How wrong he was. His heart shattered into little pieces when the doctor explained that lymphoma is a certain type of cancer which affects the lymphocytes. None of those terms registered in his mind after the doctor mentioned the word cancer. His wife cried uncontrollably. Little Natasha was just there wondering what the doctor could have said as to crash her parents like that. A surgery had to be done within two weeks because the cancer was spreading fast.
He says that how he got through those two weeks only God knows. A day prior to the hospital visit he had gone to Kitusuru to inspect some land he wanted to buy. He couldn’t have imagined the situation he found himself in at that moment. He couldn’t have imagined that he would need to raise 3.5 million for his daughter’s surgery within a period of two weeks. How things changed within those days left him a very frustrated and depressed man. He questioned everything. But he had to be firm because his whole family looked up to him for leadership and direction.
He fundraised twice but couldn’t even raise a million. He recalls how the last of the two fundraisers was attended by less than ten people. His best friends were there. None of the family members showed up. Then he decided to start selling his stuff. He had a conversation with his wife and they both agreed that there was no point in having those enterprises yet the daughter was dying each passing day. It is only by God’s grace that they managed to raise the money two days passed the required time. What followed was worse and hectic than the fundraising but they conquered it all in the end. They went to India for the surgery. When you stay in India for a while you are bound to learn a few Hindu words. And so they did. They stayed in there for three months not knowing how their other kids were doing back at home in the hands of the friends they left them with.
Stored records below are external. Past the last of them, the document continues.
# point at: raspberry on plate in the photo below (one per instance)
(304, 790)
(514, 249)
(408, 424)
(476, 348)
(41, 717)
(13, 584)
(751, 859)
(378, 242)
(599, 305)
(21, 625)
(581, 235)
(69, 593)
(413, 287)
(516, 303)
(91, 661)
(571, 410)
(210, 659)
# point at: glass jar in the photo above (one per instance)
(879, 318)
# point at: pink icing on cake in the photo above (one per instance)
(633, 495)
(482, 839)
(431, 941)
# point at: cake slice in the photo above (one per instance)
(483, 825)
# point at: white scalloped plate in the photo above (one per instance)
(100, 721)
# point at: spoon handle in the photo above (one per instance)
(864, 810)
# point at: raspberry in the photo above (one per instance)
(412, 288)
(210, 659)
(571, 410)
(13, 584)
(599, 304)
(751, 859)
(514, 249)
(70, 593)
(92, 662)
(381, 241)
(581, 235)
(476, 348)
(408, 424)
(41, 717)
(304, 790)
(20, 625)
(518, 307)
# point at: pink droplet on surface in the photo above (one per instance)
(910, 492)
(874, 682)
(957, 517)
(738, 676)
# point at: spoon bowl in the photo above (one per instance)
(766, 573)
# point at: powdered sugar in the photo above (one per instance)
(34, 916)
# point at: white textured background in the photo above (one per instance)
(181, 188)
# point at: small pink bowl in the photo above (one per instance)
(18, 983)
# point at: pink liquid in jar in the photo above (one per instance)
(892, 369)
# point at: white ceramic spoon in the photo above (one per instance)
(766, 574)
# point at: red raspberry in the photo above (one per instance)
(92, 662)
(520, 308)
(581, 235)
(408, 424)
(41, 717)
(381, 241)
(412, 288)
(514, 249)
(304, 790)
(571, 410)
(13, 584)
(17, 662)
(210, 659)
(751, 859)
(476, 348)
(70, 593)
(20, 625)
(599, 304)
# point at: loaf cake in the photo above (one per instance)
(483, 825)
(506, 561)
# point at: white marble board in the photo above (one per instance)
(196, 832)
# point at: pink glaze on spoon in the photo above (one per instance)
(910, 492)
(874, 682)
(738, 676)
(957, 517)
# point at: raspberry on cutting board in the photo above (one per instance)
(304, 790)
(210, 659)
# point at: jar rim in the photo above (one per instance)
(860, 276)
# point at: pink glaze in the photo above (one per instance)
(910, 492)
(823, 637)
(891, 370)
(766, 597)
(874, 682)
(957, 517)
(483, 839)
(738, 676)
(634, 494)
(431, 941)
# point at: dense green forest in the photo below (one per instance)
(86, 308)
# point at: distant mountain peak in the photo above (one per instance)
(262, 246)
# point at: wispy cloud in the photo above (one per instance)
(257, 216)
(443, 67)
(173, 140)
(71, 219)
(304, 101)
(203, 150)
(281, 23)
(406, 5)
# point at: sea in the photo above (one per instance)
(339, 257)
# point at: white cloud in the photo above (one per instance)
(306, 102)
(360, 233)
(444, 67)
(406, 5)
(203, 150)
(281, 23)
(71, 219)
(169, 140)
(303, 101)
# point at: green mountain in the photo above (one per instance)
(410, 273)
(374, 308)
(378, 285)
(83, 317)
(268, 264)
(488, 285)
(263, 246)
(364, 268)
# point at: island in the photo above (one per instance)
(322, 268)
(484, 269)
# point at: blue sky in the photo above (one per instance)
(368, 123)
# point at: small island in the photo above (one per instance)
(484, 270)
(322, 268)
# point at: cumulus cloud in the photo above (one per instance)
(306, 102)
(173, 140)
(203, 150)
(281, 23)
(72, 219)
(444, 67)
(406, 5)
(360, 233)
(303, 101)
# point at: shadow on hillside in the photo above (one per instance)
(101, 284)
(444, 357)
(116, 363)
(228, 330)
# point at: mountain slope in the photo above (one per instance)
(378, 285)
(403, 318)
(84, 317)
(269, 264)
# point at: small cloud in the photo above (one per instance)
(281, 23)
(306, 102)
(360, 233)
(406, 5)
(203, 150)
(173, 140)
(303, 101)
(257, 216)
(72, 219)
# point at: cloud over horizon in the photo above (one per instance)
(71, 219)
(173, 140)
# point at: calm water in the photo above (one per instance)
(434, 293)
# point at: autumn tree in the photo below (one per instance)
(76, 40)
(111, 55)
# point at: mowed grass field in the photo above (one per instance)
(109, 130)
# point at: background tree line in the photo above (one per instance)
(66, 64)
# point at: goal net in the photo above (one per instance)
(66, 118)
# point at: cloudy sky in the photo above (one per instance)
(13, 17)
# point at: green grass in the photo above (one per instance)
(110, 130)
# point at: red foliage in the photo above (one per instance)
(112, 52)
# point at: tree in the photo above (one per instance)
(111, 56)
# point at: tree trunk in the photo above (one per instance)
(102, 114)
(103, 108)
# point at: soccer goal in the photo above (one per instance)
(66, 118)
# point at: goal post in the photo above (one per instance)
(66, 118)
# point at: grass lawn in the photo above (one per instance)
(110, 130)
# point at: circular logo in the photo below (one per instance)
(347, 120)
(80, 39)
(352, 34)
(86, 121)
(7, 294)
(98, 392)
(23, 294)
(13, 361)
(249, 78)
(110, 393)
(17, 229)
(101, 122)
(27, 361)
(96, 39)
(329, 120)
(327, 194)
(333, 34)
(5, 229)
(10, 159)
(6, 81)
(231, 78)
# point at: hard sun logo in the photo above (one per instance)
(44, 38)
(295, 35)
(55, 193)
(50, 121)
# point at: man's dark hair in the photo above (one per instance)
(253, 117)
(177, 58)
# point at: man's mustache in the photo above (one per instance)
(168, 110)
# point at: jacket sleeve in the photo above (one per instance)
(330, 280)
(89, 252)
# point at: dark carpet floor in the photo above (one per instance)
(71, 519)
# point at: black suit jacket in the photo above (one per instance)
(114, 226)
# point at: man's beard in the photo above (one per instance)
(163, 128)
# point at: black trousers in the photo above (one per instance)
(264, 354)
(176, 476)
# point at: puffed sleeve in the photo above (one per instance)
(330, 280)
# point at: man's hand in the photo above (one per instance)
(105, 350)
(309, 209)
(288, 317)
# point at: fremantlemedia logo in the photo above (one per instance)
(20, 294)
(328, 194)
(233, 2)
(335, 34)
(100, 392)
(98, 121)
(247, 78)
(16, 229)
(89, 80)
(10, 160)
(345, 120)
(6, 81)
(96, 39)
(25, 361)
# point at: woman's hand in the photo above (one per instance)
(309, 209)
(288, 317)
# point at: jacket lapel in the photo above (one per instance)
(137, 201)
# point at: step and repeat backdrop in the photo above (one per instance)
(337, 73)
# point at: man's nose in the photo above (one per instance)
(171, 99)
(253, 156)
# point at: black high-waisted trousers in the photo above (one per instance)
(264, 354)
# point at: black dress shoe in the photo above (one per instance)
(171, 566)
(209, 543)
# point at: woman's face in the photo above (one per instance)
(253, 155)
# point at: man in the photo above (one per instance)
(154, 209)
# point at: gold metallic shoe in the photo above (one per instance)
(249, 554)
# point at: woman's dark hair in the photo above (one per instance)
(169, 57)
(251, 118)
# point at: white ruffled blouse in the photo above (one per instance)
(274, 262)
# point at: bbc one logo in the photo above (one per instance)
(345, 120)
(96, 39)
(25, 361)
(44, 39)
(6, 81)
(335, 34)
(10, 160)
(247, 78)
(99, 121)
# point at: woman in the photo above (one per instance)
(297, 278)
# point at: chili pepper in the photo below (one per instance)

He started smoking and drinking during that period. At first, it was a way of letting out all the stress then it became frequent. His wife scolded him about it. Over time he stopped the alcohol. He is still trying to stop the smoking to date.
He tells me that Natasha is free of any form of cancer today and is one of the most studious students in her class. Their lives have however shifted so much since those days. They sold all the little remaining things they had in Rongai and moved to Westlands. They live in a smaller house compared to the one they had. They have somehow adjusted to a new life altogether. The wife is loving and supportive. They have fights occasionally but he says they are just little ones about coming home late or missing lunch and such stuff.
I sit still in silence. There’s no formula to responding to the things he just said. I doze off a little. I am woken up by the voice on Google Maps app telling me that “I have reached my destination”.
Once I load off my stuff I tell him that my knowledge of life is nothing compared to his but still urge him to stop being sad. The past is the past.
“God will make a masterpiece of you Geoffrey” I say, feeling like Jay Shetty or like some fat Japanese motivational speaker.
“Happy holidays” That’s all he can say.
“God makes masterpieces” I repeat to him. He reverses and speeds off with a faint smile. Probably onto the next customer. Or he’s probably headed home. Or not. I’ll never know.